Finnhütten: Gibt es in Finnland nicht, dafür aber in fast jeder Gartenanlage oder Freizeitkolonie Ostdeutschlands. Eine Finnhütte ist eine Art Laube oder Bungalow mit einem Spitzdach, welches fast bis zum Boden reicht. Wahrscheinlich standen die ersten Finnhütten in Thüringen, dort gibt es einen bewaldeten Höhenzug namens Finne.

2. Wer hat‘s erfunden...

2. Wer hat‘s erfunden...

In einem DDR-Lexikon von 1985 ist zu lesen: „Subbotnik ( russ., zu subbota, Sonnabend) freiwillige, unentgeltliche kollektive Arbeit in der Freizeit; als Ausdruck kommunist. Arbeitsmoral erstmals am 10.05.1919, einem Sonnabend, von sowjet. Arbeitern durchgeführt.

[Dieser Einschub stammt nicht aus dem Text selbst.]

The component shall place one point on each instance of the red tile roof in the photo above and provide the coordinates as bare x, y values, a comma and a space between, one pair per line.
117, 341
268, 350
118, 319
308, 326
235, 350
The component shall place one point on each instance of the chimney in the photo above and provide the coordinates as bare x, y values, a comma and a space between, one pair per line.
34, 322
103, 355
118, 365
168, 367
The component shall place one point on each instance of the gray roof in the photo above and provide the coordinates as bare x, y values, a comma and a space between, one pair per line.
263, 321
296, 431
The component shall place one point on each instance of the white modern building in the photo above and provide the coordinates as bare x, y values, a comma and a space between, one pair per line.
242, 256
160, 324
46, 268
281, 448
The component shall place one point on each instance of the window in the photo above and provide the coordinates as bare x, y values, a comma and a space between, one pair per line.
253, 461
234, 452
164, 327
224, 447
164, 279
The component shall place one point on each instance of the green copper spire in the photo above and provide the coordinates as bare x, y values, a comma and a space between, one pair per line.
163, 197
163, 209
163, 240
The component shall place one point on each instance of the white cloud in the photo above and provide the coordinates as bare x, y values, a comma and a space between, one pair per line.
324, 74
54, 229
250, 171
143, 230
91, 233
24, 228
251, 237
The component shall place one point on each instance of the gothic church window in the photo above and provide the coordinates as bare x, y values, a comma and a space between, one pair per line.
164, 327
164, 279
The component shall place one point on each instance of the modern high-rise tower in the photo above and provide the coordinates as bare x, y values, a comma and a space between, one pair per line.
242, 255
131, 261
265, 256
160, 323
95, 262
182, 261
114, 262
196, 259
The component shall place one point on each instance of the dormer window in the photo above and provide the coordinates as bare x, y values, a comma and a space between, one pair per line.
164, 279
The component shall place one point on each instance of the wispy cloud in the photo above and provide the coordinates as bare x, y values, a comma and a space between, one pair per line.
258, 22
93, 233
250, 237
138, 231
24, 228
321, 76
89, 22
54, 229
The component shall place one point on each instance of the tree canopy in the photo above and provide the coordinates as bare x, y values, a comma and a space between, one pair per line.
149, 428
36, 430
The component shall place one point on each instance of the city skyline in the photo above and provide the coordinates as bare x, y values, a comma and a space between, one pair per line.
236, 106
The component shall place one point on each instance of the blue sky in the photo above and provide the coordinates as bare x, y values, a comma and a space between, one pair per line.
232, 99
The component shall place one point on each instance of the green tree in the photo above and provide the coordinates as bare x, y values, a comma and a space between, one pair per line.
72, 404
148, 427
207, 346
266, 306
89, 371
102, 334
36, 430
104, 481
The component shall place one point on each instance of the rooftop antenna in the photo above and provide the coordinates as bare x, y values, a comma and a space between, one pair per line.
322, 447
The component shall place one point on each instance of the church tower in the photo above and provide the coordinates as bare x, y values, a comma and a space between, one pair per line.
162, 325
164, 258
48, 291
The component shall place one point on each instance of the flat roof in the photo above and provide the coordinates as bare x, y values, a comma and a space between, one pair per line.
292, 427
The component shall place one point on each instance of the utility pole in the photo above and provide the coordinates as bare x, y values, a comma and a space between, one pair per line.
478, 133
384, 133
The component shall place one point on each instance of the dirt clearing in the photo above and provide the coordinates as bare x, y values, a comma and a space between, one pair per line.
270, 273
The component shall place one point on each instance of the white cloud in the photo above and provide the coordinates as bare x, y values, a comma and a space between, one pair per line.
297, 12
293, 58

Lenin maß in seinem Werk „Die große Initiative“  dieser Bewegung beim Aufbau des Sozialismus größte Bedeutung bei.“

Was das Lexikon an dieser Stelle verschweigt: Lenin weilte einige Zeit im finnischen Exil, dort gab es schon lange talkoot, eine unentgeltliche Nachbarschaftshilfe und Lenin ermahnte seine Genossen stets von zivilisierten Länder zu lernen.
… die Finnen waren‘s.

3. Das finnische Wappen

Das finnische Wappen

Zeigt einen heraldisch nach rechts schreitenden Löwen, der in seiner rechten, gepanzerten Tatze ein christlichen Kreuzschwert erhebt; und mit seinen Läufen einen halbmondförmigen, scheinbar muslimischen Krummsäbel niedertritt.  Nach Ansicht des Heraldikers Milan Buben (Prag 1986) eine schwedische Provokation: „Zwischen dem schwedischen König Johann III. (1533 – 1584) und dem russischen Zaren Ivan IV der Schreckliche herrschte persönliche Feindschaft.“ Als Johann Großherzog von Finnland wurde stiftete er ein Wappen entsprechend der schwedischen Heraldik. Die  Kavallerie, mitunter Muslime, oder Kosaken die orientalische Waffen übernahmen, verwendeten Krummsäbel.

4. Wer hat‘s erfunden...

4. Wer hat‘s erfunden...

Verlangt man westlich von Elbe und Werra nach einem Broiler statt einem Brathuhn, gibt man sich als Ossi zu erkennen. Rätselhaft ist, warum ein englisch-französisches Mischwort in den Sprachgebrauch der DDR einging. Mit dem Broiler scheint es ähnlich zu sein wie mit dem Subbotnik... die Finnen waren‘s.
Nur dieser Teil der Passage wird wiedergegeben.